I trimmed these pics off of some pictures I had of my daughter riding her. Hope it shows something.
Attached Images
File Type: jpg hoof1.jpg (32.5 KB, 27 views)
File Type: jpg hoof2.jpg (44.9 KB, 27 views)
File Type: jpg hoof3.jpg (64.4 KB, 27 views)
File Type: jpg hoof4.jpg (44.7 KB, 27 views)
     
    06-04-2013, 08:08 PM
  #19
Showing
Well, I think it's safe to say that long toes are not part of her problem.

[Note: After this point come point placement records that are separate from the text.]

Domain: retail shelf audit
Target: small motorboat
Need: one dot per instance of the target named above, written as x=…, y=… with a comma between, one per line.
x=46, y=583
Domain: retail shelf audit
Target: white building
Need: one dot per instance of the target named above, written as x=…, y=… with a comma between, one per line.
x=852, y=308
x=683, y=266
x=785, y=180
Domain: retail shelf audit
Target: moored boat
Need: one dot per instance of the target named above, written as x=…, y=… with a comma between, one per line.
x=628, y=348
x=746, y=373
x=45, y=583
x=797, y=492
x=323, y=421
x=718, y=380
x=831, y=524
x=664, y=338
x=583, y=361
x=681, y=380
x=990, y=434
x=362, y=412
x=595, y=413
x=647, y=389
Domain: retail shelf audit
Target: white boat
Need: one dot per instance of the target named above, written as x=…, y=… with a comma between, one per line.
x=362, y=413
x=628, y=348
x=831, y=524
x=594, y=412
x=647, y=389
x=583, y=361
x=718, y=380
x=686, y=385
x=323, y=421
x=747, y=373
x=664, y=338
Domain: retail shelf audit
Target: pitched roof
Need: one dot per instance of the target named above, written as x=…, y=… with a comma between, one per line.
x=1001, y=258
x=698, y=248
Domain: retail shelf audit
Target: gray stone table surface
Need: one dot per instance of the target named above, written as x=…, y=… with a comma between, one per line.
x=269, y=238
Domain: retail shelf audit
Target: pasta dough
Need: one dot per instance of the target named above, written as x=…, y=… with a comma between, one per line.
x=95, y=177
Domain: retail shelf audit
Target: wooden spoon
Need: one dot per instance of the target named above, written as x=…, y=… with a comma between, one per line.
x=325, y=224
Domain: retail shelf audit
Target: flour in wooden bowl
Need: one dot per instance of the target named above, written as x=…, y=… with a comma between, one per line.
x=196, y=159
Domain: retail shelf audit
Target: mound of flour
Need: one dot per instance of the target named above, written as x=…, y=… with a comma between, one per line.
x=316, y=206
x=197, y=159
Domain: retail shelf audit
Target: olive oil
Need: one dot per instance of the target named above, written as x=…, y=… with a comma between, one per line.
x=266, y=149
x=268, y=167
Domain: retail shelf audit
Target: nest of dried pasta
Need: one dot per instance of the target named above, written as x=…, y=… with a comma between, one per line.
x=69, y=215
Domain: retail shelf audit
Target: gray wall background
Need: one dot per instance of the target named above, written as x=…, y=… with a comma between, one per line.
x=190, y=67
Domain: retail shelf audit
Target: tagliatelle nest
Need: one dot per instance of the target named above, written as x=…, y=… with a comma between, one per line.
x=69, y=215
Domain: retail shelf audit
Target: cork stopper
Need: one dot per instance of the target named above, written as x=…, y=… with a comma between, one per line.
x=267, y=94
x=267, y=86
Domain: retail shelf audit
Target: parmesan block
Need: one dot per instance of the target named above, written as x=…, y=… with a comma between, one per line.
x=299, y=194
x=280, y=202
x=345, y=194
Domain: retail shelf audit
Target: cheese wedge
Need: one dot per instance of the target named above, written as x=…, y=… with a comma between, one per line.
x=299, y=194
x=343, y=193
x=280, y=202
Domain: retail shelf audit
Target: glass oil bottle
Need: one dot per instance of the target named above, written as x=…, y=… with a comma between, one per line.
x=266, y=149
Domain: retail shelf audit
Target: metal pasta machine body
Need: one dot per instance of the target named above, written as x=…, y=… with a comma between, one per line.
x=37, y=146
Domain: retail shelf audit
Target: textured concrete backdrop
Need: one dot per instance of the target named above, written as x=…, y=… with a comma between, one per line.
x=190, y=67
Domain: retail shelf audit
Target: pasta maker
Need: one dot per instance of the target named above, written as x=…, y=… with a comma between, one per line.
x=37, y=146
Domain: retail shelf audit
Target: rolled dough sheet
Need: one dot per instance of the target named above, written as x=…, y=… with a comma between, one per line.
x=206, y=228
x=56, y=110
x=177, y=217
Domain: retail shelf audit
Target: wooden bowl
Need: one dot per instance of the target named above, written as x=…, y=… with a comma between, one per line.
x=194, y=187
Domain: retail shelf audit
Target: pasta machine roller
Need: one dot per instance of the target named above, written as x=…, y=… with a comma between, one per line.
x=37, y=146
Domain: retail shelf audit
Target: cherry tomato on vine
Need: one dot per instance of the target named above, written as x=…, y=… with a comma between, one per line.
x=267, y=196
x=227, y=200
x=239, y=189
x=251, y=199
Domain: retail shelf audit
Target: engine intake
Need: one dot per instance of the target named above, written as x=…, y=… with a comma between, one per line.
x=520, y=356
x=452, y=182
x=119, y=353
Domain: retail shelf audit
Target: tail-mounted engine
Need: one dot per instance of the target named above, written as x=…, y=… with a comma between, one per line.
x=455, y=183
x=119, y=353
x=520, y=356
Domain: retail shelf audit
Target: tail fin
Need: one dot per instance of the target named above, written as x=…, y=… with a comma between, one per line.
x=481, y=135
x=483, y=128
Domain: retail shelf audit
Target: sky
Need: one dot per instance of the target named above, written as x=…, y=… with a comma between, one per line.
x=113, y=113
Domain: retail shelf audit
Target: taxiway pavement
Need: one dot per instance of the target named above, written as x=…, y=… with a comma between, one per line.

My best guess? It's likely a combination of arthritis and the fact that she was likely never ridden in anything other than an arena for much of her younger life. Like Cherie said, horses only ridden in arenas or nice flat areas with no obstacles often just don't learn how to watch where their feet are at. I can almost always tell the difference between a "flat-land" horse and a horse who's seen some rough country just by the way they handle their feet.

I'd start her on some sort of joint supplement to help with the arthritis, then I'd start working her slowly over rougher country with hills and deadfalls...places where she has to pay attention to her feet.

At her age, she may not improve, but it's worth a shot. She looks like an absolute doll.

Oh, and of course, the ill-fitting tack doesn't help at all. I'd be having a conversation with the owner about her saddle and the effect is has on the mare.
Skyseternalangel and freia like this.
     
    06-04-2013, 09:46 PM
  #20
Trained
Quote:
Originally Posted by freia    
Are there ways to improve tripping?
Long toes, improper shoeing, uneven ground, improper diet, poor health -- lots of ways to "improve tripping." Sorry, but I couldn't resist -when I read the title I thought, "Why in blazes would anyone want to IMPROVE tripping?"

Good luck, though. There is lots of good, serious advice from people here, so nevermind my sarcasm... treat the arthritis and give her a place to think about where and how she places her feet. If you don't have rough areas available, make some of your own with deadfall, trotting poles, tires... whatever you can find that doesn't have sharp points or places she can get her feet stuck.